In just over one year, Claude’s autonomous task-completion capability has grown 60x — from 6 minutes to over 6 hours. The gap between Mythos and the next-best model (Opus 4.6) is larger than the gap between Opus 4.6 and any other publicly evaluated model.

For context, here’s how Mythos compares to the broader landscape:

  • Claude Mythos: 6.25 hrs — nearly 2× the next competitor
  • Claude Opus 4.6: 3.69 hrs
  • Gemini 3.1 Pro: 1.49 hrs
  • GPT-5.4: 1.26 hrs
  • GPT-5.2: 1.31 hrs

What This Means for AI Agents — contextualized in our complete guide to AI agents

A 6.25-hour time horizon is a milestone. It means Claude Mythos can reliably handle tasks that would take a human professional most of a workday — debugging complex systems, building substantial features from scratch, or performing multi-step research.
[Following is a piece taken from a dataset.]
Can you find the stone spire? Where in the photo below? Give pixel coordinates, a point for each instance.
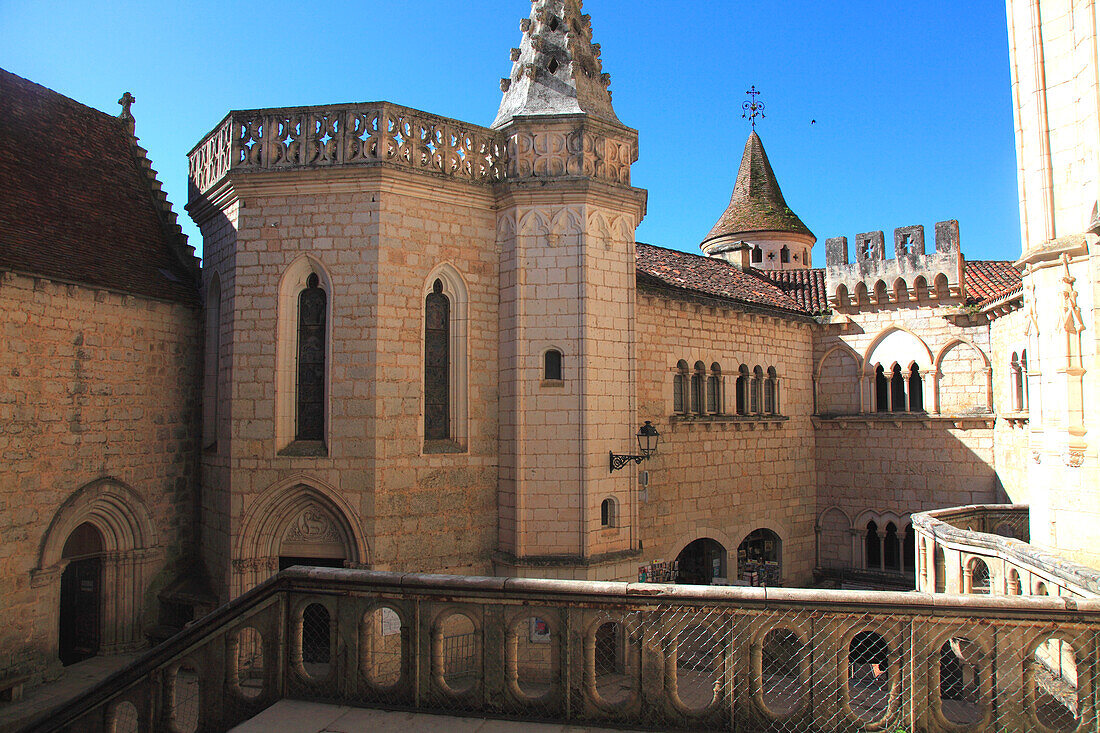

For the agent ecosystem, this unlocks agentic workflows that span hours without human intervention. Agents built on Claude Mythos could:

  • End-to-end feature development: Design, implement, test, and deploy code changes across an entire codebase
  • Multi-stage security audits: Scan, analyze, and patch vulnerabilities with minimal oversight
  • Long-horizon research: Execute extended research pipelines involving literature review, experimentation, and report generation
  • Complex data migrations: Plan and execute multi-phase data transformations

The “Glasswing” Connection

Anthropic’s navigation links “Mythos preview” to a new initiative called Project Glasswing — described as “a new initiative to secure the world’s most critical software and give defenders a durable advantage in the coming AI-driven era of cybersecurity.” This suggests Claude Mythos may debut with a cybersecurity focus, though the model’s capabilities extend far beyond security tasks.

Caveats and Context

Some important qualifications:

  1. “Preview (early)” — This is an early preview, not a final release. The final shipping model may differ.
  2. Measurement ceiling — METR’s 16-hour unreliability warning means Mythos’ true ceiling may be even higher than measured.
  3. Context matters — Time horizon measures one specific type of capability (self-contained software/ML/security tasks). Real-world performance depends on context, tooling, and integration.
  4. Scaffolding matters — Results depend on the agent scaffold used. METR’s results use their own scaffold and elicitation pipeline.

The Bottom Line

Claude Mythos represents a step-change in AI agent capabilities. Where previous models plateaued in the 1-4 hour range, Mythos crosses into multi-hour autonomous task execution. If this trajectory continues, the next generation of Claude models may push beyond the 16-hour mark — into territory where AI agents can handle a full workday’s worth of complex, autonomous work.

The community is watching closely. For agent builders, Mythos isn’t just another model update — it’s the first signal that AI agents may soon operate at timescales that fundamentally change how we build software, conduct research, and automate knowledge work.